A blog post from the Litvak Lab – New Mexico Elevation Gradient

5. Drylands play a critical role in regulating the global carbon cycle Drylands account for over 40% of terrestrial land cover, and are expected to increase to nearly 55% by 2100. This large land area combined with large inter-annual variability in net carbon balance, position drylands as critical players in the global carbon cycle.

4. Extremes in climate and ecosystem function. Drylands experience extreme variability in climatic conditions, which range from freezing and snowy winters to hot summers with prolonged periods of drought and/or intense monsoons. These wide ranging conditions drive high variability in ecosystem function, including both high inter- and intra-annual variability of Net Ecosystem Exchange of CO2 (Fig. 1). We love the large spectrum of extreme conditions we experience!

Cumulative NEE for all sites in the New Mexico Elevation Gradient.

3. Dryland organisms are tenacious. Organisms in drylands have developed diverse adaptations to ensure survival in response to extreme climate variation, particularly with respect to limited water availability. Some species exhibit strong stomatal control, some have shallow roots spread close to the surface in order to quickly take advantage of water when it becomes available (e.g. many C4 grasses at US-Seg, Fig. 2), while others have much deeper root systems to access more stable water sources (e.g. piñon, juniper, US-Wjs, US-Mpj, high elevation conifers (US-Vcp, US-Vcs). Some species (e.g. creosote, US-Ses) are drought deciduous, dropping leaves during the most intense droughts. Vegetation in these ecosystems is dynamic, and as a result, these ecosystems are endlessly changing and therefore an endless joy to study.

Side by side comparison of two Phenocam images.

Phenocam images from US-Seg taken ~2 weeks apart in 2018, showing rapid greenup (right) following a precipitation event.


Some of the many amazing insects you can find on the Sevilleta National Wildlife Refuge (US-Seg, US-Ses). TL: Stick bug, BL: Barber Pole Grasshopper (Dactylotum bicolor), TM: Seed Bug, BM: Tarantula, TR: Weevil, BR: Giant Velvet Mite.

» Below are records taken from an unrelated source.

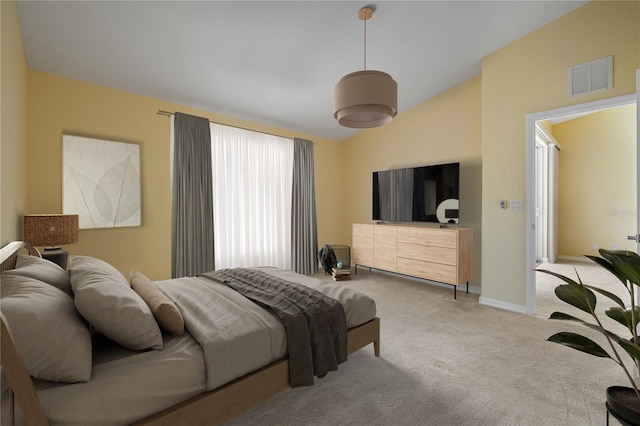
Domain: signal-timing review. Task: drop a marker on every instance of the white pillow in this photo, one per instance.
(43, 270)
(104, 298)
(53, 340)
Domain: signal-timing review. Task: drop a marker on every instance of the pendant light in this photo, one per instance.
(367, 98)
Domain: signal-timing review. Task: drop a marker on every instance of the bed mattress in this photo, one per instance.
(127, 386)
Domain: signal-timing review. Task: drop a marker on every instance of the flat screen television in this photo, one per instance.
(417, 194)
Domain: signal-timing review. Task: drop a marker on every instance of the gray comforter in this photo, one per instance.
(315, 324)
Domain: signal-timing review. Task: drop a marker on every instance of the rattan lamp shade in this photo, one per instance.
(51, 230)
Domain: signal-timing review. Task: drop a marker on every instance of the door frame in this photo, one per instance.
(530, 145)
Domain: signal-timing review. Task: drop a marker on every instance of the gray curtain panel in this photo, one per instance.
(304, 230)
(192, 199)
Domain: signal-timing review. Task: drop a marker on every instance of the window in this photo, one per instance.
(252, 182)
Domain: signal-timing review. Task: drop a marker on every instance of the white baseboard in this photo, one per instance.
(503, 305)
(576, 259)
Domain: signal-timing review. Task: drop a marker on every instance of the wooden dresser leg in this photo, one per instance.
(12, 408)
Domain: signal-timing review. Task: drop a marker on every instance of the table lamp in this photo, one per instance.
(52, 231)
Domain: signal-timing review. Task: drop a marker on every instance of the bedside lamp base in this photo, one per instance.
(56, 255)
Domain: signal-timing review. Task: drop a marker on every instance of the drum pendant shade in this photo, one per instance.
(366, 98)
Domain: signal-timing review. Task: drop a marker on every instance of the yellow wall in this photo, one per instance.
(528, 76)
(597, 181)
(445, 129)
(13, 124)
(58, 105)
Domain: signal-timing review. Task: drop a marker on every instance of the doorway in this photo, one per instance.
(534, 218)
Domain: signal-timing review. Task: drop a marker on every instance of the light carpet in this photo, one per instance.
(449, 362)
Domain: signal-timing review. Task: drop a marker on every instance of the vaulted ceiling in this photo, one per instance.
(272, 62)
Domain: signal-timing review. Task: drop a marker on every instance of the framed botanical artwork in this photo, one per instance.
(101, 182)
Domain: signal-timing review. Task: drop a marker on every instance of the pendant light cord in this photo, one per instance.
(365, 44)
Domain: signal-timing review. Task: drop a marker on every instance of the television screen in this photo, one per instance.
(417, 194)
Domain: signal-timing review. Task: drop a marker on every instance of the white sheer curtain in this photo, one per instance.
(252, 181)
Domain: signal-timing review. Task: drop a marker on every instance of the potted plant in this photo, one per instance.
(623, 402)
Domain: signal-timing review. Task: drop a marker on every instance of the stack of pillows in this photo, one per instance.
(52, 313)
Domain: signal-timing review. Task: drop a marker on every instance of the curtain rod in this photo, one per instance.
(169, 114)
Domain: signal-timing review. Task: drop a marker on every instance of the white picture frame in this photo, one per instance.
(101, 182)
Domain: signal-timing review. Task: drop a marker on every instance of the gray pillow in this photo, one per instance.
(43, 270)
(54, 341)
(104, 297)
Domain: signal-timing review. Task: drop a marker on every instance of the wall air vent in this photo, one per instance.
(591, 76)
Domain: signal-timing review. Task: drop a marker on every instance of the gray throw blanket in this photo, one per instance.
(315, 324)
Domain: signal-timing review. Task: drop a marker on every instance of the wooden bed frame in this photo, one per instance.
(209, 408)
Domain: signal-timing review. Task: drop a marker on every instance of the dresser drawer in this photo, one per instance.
(432, 271)
(444, 255)
(431, 237)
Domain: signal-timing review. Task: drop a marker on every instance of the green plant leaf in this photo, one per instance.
(562, 277)
(577, 296)
(596, 327)
(579, 343)
(631, 348)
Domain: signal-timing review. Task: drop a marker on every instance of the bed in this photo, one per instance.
(173, 385)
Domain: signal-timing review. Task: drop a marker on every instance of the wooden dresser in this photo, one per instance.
(437, 254)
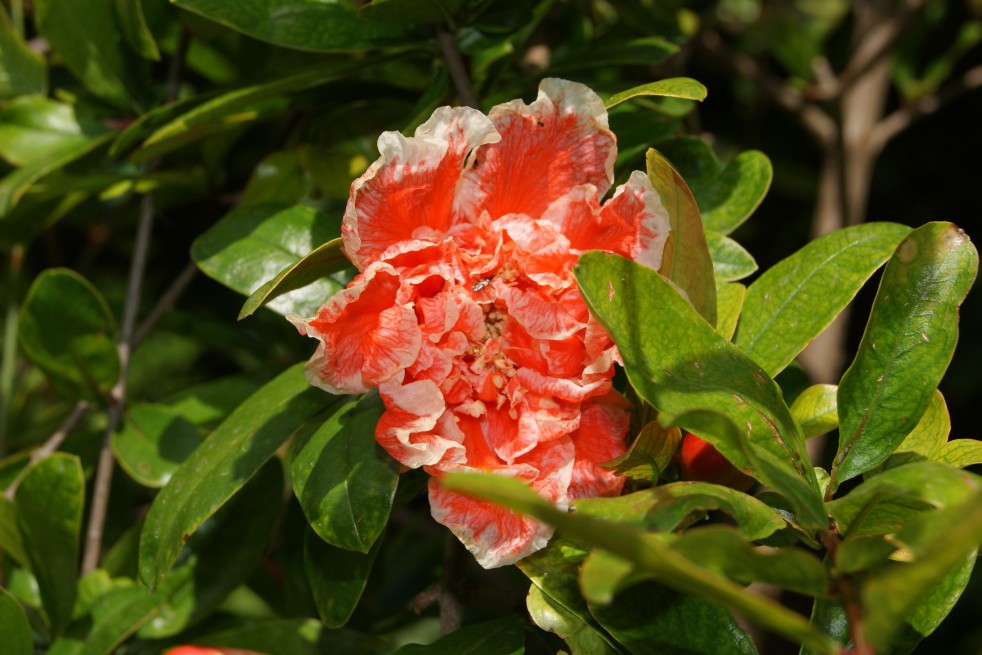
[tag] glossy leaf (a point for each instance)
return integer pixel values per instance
(220, 558)
(251, 245)
(11, 543)
(647, 552)
(86, 35)
(153, 443)
(49, 504)
(885, 503)
(649, 454)
(337, 577)
(665, 508)
(135, 29)
(797, 298)
(960, 453)
(729, 304)
(301, 24)
(686, 260)
(558, 606)
(72, 341)
(908, 343)
(552, 616)
(702, 371)
(223, 463)
(674, 87)
(892, 596)
(928, 437)
(500, 637)
(650, 619)
(14, 626)
(344, 480)
(727, 194)
(815, 410)
(316, 265)
(730, 260)
(22, 71)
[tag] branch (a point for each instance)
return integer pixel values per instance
(455, 64)
(902, 118)
(51, 444)
(811, 116)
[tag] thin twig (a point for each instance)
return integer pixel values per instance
(117, 396)
(455, 64)
(902, 118)
(811, 116)
(166, 302)
(51, 444)
(449, 602)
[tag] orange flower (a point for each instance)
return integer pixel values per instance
(466, 315)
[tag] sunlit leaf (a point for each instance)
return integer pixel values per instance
(224, 462)
(908, 343)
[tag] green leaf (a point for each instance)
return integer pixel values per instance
(223, 463)
(295, 637)
(907, 345)
(815, 410)
(66, 329)
(316, 265)
(730, 260)
(219, 558)
(701, 371)
(153, 443)
(666, 507)
(312, 25)
(501, 637)
(11, 543)
(49, 504)
(646, 551)
(650, 619)
(885, 503)
(673, 87)
(344, 480)
(649, 454)
(797, 298)
(252, 245)
(928, 437)
(86, 36)
(22, 71)
(135, 29)
(960, 453)
(337, 577)
(14, 626)
(552, 616)
(554, 600)
(729, 304)
(892, 596)
(203, 119)
(686, 260)
(727, 194)
(412, 12)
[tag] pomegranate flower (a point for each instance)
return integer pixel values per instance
(465, 313)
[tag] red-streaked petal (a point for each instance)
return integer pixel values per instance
(365, 338)
(557, 143)
(498, 536)
(603, 427)
(409, 191)
(415, 428)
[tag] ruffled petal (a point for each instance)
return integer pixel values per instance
(497, 536)
(415, 428)
(409, 190)
(366, 337)
(557, 143)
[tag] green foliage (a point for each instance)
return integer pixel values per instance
(259, 514)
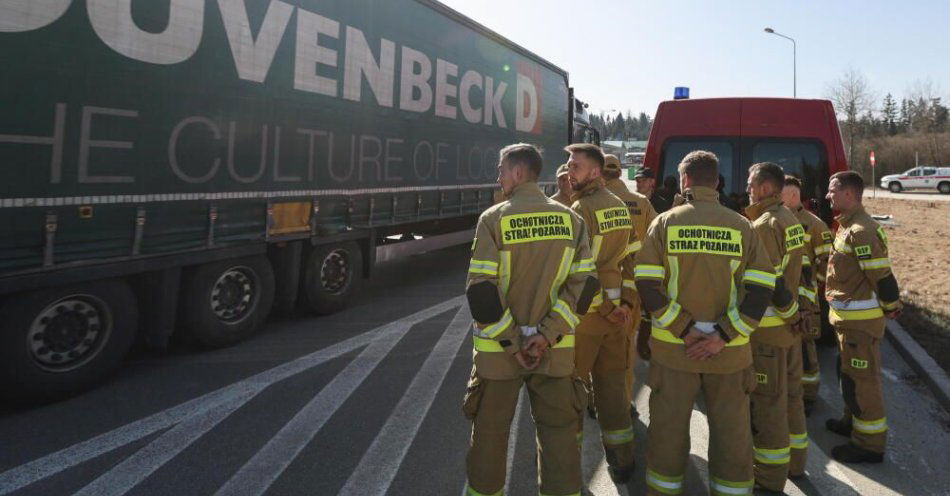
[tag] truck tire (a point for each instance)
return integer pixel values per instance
(332, 273)
(226, 301)
(61, 341)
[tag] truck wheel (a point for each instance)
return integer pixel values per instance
(61, 341)
(332, 274)
(224, 302)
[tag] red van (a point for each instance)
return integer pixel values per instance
(800, 135)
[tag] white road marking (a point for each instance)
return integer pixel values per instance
(260, 472)
(381, 461)
(135, 469)
(19, 477)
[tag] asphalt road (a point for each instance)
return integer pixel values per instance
(366, 402)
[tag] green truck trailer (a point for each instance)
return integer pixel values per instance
(190, 165)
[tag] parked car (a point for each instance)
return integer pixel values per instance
(923, 177)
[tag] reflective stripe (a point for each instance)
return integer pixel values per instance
(855, 304)
(633, 247)
(875, 263)
(561, 275)
(483, 267)
(869, 426)
(668, 337)
(564, 310)
(798, 441)
(760, 277)
(664, 484)
(733, 312)
(808, 294)
(672, 311)
(720, 486)
(773, 456)
(811, 378)
(874, 313)
(649, 271)
(585, 265)
(567, 341)
(495, 329)
(595, 246)
(504, 271)
(471, 492)
(487, 345)
(621, 436)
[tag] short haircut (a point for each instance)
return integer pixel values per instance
(524, 154)
(702, 167)
(850, 180)
(591, 150)
(768, 172)
(793, 181)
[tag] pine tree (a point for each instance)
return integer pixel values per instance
(889, 115)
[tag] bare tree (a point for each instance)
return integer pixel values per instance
(852, 96)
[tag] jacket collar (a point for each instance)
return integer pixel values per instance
(845, 219)
(768, 204)
(591, 188)
(700, 194)
(526, 190)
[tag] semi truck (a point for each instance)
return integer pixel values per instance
(190, 166)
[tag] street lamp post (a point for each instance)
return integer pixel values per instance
(794, 61)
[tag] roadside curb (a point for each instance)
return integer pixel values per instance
(922, 363)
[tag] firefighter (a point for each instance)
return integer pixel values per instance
(564, 191)
(705, 278)
(641, 214)
(861, 291)
(814, 262)
(530, 276)
(778, 412)
(602, 341)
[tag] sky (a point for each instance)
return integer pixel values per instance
(629, 54)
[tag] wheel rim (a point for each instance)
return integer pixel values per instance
(69, 332)
(335, 272)
(234, 294)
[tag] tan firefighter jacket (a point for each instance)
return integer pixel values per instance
(784, 240)
(818, 240)
(641, 215)
(702, 265)
(611, 239)
(531, 254)
(860, 285)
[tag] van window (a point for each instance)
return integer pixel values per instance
(675, 149)
(799, 158)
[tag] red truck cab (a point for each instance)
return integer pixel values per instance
(800, 135)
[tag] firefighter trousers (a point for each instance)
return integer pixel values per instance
(726, 396)
(811, 376)
(632, 329)
(778, 414)
(601, 356)
(556, 403)
(859, 374)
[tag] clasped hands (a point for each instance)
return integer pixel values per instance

2. Drylands have diverse organisms (plants, biocrusts and amazing bugs)! Drylands encompass diverse biomes ranging from grasslands to woodlands that cover much of the Southwestern US. Lower elevation ecosystems are primarily made up of C4 dominated grasses and creosote. As you move up in elevation, woody species are more abundant with juniper in lower elevations and piñon pine, ponderosa pine, aspen, white fir, subalpine fir and Engelmann spruce increasing with elevation. Drylands also have an active and fascinating layer of mosses, cyanobacteria, lichens, algae, and microfungi that live on the soil surface and provide numerous functions including soil stabilization and fertility. Notably, although we have very few mosquitos, biting flies, and ticks, dryland insects are awesome (Fig 3). The Sevilleta region surrounding US-Ses and US-Seg is, in fact, a bee diversity hotspot, with the longest continuous bee monitoring project (see here!). Besides being cool to look at, they all provide a diverse array of ecosystem function.

1. Drylands provide outstanding views and LOTS of sunshine. With no tree line in the drylands, the views are vast and incredible. Even during winter, drylands are a sea of undulating golden brown seed heads and last year’s leaves on a backdrop of blue sky and purple mountains. The views are incredible from the early morning sunrise, through the golden and pink sunsets, it’s an incredible place to work.

Photos of people at the field sites.

Left: Field trip to US-Seg. Right: Our fearless technicians Rachael Auer and Jake White at US-Vcm.